You can apply a scaling factor for both the bandwidth limit and the burst limit at the line card. This enables you to fine-tune the traffic limits for each slot. For example, suppose the individual policer sets the PADI packet bandwidth to 1000 pps and the burst size to 50,000 packets. You can reduce the traffic limit for PADI packets on any line card by specifying the slot number and scaling factor. A bandwidth scaling factor of 20 for slot 5 reduces the traffic in this example to 20 percent of 1000 pps, or 200 pps for the line card in that slot. Similarly, a burst scaling factor of 50 for that slot reduces the burst size by 50 percent to 25,000 packets. By default, scaling factors are set to 100 so traffic can pass through at 100 percent of the rate limit.

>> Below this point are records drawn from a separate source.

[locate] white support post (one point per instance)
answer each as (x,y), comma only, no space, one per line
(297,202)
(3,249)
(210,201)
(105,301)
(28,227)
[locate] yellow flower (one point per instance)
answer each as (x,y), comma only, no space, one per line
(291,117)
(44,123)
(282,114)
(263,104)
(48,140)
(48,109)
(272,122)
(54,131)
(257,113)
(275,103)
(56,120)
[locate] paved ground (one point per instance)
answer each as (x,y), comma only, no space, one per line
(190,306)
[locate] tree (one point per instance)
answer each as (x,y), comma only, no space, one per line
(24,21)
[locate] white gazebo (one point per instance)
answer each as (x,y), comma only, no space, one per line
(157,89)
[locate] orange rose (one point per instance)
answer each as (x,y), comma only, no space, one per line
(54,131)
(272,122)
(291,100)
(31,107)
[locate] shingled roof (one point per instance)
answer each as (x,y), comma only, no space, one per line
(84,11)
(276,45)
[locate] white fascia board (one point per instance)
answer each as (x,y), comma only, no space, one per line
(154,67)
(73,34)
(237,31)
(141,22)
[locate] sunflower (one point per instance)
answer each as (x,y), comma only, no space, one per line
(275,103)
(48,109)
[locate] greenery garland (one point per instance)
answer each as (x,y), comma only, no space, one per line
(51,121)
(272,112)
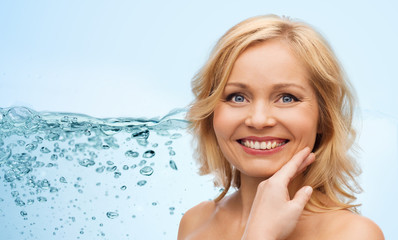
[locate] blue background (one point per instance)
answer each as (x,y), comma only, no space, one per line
(136,58)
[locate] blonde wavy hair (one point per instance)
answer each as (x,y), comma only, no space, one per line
(334,172)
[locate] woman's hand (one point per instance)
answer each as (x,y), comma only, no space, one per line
(274,215)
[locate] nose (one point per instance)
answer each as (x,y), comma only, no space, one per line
(260,116)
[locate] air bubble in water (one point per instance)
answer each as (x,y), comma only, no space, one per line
(112,215)
(149,154)
(146,171)
(173,165)
(131,153)
(141,183)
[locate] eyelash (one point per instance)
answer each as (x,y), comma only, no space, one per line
(281,96)
(232,95)
(295,99)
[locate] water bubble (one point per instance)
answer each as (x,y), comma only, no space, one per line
(44,150)
(39,139)
(14,194)
(175,136)
(111,169)
(42,199)
(5,154)
(62,179)
(23,213)
(141,183)
(149,154)
(18,201)
(100,169)
(146,171)
(142,163)
(52,136)
(112,215)
(140,134)
(110,163)
(86,162)
(131,153)
(18,115)
(117,174)
(173,165)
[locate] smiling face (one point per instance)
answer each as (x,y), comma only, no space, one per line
(268,111)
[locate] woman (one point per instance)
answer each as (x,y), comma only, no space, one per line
(272,117)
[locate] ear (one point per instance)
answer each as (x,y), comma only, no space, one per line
(317,143)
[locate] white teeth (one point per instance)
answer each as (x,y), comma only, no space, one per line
(257,145)
(261,145)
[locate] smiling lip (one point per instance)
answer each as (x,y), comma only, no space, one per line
(262,145)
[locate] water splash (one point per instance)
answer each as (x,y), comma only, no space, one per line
(50,162)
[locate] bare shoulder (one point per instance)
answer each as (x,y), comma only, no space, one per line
(194,218)
(348,225)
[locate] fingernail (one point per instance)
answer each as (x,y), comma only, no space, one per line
(308,190)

DDoS Protection Compared to Subscriber Login Packet Overload Protection
In addition to the DDoS protection capability, MX Series routers also have a built-in subscriber login overload protection mechanism. The login overload protection mechanism (also called a load-throttling mechanism) monitors the incoming subscriber login packets and admits only what the system is capable of handling in accordance with the prevailing load on the system. Packets in excess of what the system can handle are discarded. By shedding this excess load, the system is able to maintain optimal performance and prevent any degradation of login-completion rate under overload conditions. This mechanism uses minimal resources and is enabled by default; no user configuration is required.
The protection provided by this mechanism is secondary to what DDoS protection provides as a first level of defense against high rates of incoming packets. DDoS protection operates on the Packet Forwarding Engine and protects against all packet types of all protocols. In contrast, the login overload protection mechanism is located on the Routing Engine and specifically operates only on incoming connection-initiation packets such as DHCPv4 DHCPDISCOVER, DHCPv6 SOLICIT, and PPPoE PADI packets.